Stifel analyst Tore Svanberg remarked, "A genuine revival in analog market growth remains elusive."

Sequentially, fourth-quarter revenue from industrial and automotive sectors saw a single-digit decrease. While the Chinese automotive market showed growth, it was insufficient to counterbalance weakening trends in Europe, the U.S., and Japan, according to CEO Haviv Ilan during an earnings call.

Although the analog segment posted a 2% revenue increase in the fourth quarter—ending an eight-quarter decline—the industrial and automotive sectors, which constitute a significant portion of revenue, are yet to hit rock bottom, stated Ilan.

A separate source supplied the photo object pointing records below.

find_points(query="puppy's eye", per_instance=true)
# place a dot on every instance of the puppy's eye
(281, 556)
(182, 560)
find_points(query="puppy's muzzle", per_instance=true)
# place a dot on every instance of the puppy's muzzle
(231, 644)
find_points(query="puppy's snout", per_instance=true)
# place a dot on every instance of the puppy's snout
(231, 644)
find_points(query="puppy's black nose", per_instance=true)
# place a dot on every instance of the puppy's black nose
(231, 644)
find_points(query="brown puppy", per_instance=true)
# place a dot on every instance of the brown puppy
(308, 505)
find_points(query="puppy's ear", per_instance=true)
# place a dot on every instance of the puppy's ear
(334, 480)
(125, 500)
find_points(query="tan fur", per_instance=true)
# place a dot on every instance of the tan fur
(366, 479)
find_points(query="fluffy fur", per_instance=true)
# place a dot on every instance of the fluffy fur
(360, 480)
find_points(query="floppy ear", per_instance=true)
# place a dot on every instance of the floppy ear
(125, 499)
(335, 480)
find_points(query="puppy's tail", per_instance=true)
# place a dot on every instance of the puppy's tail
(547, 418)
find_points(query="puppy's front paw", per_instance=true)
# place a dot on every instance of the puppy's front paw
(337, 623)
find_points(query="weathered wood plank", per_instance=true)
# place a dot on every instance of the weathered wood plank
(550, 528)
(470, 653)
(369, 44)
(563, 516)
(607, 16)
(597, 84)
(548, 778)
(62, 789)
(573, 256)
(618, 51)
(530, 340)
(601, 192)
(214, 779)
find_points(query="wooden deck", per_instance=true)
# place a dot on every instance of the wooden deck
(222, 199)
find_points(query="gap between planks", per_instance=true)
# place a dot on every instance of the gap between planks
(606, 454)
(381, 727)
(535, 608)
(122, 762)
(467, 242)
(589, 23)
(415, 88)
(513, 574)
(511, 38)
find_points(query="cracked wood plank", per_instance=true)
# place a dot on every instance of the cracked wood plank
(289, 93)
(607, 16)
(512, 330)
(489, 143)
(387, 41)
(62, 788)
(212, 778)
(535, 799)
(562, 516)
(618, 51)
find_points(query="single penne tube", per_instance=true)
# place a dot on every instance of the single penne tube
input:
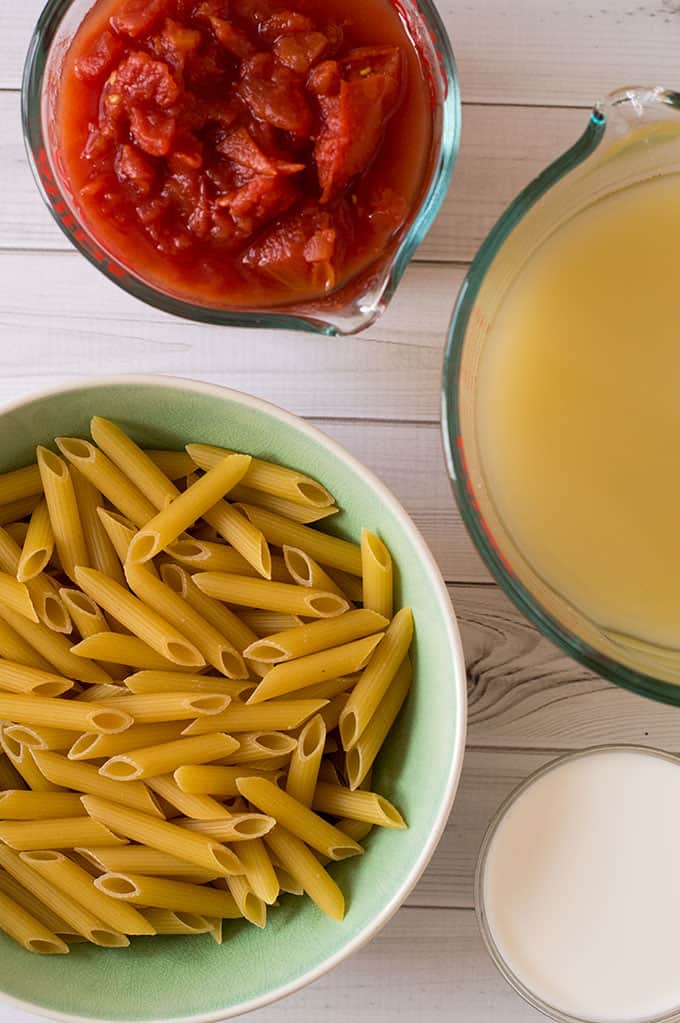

Furthermore, TI confirmed no knowledge of any investigations by China's commerce ministry into the company regarding U.S. government subsidies' alleged detrimental effects on the semiconductor sector, as mentioned by CEO Ilan during an analyst inquiry.

For the first quarter, the company projected earnings between 94 cents and $1.16 per share, below the analyst consensus of $1.17 per share based on LSEG data.

Due to elevated inventory levels in these markets, TI aims to reduce factory output to manage fixed costs efficiently. The surplus inventory is expected to impact gross margins in the short term, as mentioned by Summit Insights analyst Kinngai Chan.

TI's fourth-quarter inventory stood at $4.5 billion, a $231 million increase from the previous quarter. The company reported fourth-quarter revenue of $4.01 billion, surpassing estimates of $3.88 billion.